»Hilfe zur Selbsthilfe kann nur geleistet werden, wenn man sich in erster Linie als Lernender in ein fremdes Land begibt.« (Karl Kübel)
Projekte in den Philippinen
Vor allem die Kinder leiden
Der südostasiatische Archipel der Philippinen ist mit seinen insgesamt 7.107 Inseln der fünftgrößte Inselstaat der Welt. Eines der dringlichsten Probleme der Philippinen ist die extreme Armut in weiten Teilen der Gesellschaft, unter der insbesondere die Kinder leiden. Schätzungen zufolge zählen 40 Prozent der insgesamt knapp 85 Millionen Einwohner der Philippinen zu den absolut Armen, die von weniger als einem US-Dollar am Tag leben müssen.
Wo geholfen wird
Geographisch konzentriert sich die Arbeit der Stiftung primär auf die Inselgruppe der Zentralen Visayas sowie auf den Norden der Insel Mindanao.
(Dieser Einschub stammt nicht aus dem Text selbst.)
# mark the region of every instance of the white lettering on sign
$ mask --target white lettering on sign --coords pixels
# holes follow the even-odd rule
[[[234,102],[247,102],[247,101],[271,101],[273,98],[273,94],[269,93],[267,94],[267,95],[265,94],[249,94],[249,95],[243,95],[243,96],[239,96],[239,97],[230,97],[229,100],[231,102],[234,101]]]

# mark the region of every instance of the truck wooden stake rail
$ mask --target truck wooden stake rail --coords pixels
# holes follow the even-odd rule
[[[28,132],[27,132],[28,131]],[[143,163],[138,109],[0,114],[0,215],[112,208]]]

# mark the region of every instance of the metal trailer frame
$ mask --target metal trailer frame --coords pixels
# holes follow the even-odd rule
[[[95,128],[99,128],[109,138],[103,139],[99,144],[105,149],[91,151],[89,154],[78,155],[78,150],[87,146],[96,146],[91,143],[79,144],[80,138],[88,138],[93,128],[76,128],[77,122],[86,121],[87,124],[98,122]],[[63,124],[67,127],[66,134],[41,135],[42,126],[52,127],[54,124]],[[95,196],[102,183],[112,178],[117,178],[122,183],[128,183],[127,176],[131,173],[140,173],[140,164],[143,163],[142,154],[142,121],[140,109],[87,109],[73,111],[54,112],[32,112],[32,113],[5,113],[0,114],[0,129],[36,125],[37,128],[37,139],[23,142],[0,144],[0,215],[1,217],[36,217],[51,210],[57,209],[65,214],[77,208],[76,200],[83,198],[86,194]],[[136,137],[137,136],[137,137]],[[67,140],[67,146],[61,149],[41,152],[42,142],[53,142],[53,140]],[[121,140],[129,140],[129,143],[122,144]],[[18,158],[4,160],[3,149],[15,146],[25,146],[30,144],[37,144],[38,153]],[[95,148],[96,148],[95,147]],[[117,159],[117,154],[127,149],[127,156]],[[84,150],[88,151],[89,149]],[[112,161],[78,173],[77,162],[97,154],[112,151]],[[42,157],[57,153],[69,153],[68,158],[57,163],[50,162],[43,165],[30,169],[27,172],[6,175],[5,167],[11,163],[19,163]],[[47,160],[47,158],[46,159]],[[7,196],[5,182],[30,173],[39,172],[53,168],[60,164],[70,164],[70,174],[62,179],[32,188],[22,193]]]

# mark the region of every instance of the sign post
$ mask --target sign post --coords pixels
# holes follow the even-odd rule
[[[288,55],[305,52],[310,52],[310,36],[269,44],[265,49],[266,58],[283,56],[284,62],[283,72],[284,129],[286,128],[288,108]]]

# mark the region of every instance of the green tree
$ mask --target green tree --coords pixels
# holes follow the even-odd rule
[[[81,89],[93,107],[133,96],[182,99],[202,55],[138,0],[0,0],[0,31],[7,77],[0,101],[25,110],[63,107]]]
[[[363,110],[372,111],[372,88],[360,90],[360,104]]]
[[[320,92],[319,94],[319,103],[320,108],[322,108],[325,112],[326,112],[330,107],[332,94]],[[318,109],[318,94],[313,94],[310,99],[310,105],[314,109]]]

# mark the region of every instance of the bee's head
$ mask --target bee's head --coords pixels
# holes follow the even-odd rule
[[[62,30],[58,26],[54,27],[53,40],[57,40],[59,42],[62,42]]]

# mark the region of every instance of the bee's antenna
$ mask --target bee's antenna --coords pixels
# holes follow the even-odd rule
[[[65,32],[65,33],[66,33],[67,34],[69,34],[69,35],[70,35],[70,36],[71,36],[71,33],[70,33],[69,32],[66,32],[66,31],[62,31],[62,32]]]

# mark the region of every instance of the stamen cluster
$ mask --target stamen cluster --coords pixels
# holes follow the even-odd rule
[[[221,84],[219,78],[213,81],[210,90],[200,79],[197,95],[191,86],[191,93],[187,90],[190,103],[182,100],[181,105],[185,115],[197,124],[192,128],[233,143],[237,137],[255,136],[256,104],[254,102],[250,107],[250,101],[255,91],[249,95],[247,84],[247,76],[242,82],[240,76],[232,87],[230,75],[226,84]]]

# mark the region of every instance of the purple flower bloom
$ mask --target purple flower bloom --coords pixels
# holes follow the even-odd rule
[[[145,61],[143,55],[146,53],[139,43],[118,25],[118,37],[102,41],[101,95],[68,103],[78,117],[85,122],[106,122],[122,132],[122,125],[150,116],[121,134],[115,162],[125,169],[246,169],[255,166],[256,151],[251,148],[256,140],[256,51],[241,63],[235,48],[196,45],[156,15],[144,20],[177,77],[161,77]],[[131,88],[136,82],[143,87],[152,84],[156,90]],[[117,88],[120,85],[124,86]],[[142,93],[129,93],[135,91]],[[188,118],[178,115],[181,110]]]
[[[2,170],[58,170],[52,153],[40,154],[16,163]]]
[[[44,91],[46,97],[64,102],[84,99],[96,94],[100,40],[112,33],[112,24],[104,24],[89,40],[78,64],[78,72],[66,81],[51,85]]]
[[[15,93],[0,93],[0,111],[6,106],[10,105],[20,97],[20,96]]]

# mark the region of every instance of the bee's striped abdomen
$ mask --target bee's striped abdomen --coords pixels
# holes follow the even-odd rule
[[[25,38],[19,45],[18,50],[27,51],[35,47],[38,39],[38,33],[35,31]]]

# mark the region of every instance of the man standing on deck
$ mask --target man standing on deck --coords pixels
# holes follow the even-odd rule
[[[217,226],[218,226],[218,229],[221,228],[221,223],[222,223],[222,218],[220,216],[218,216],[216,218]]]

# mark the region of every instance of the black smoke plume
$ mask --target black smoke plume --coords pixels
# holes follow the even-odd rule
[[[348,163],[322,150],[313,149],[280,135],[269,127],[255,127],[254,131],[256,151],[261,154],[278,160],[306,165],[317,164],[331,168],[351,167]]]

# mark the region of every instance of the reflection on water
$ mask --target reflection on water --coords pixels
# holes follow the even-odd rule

Diese Region gilt aufgrund fehlender politischer und wirtschaftlicher Unterstützung als das Armenhaus der Philippinen. Wirtschaftliche Entwicklung findet meist nur im Umfeld der größeren Städte wie Manila oder Cebu City statt. Die überwiegende Mehrheit der im ländlichen Raum lebenden Bevölkerung bleibt von einer wirtschaftlichen Entwicklung ausgeschlossen. Die von kleinbäuerlicher Landwirtschaft, Küstenfischerei und saisonaler Lohnarbeit existierende Landbevölkerung lebt meist unterhalb der offiziellen Armutsgrenze.
Wem geholfen wird
Zielgruppe der Projekte sind ausschließlich von Armut besonders betroffene Bevölkerungsteile wie Kinder, marginalisierte Kleinfischer, Landlose, ethnische Minderheiten, sexuell ausgebeutete Frauen und zwangsprostituierte Kinder. Hauptanliegen des Engagements ist die Hilfe zur Selbsthilfe. Alle Projekte verfolgen einen konsequenten partizipativen Entwicklungsansatz, der in erster Linie auf dem vorhandenen Wissen sowie den eigenen Bedürfnissen und Zielvorstellungen der Betroffenen aufbaut.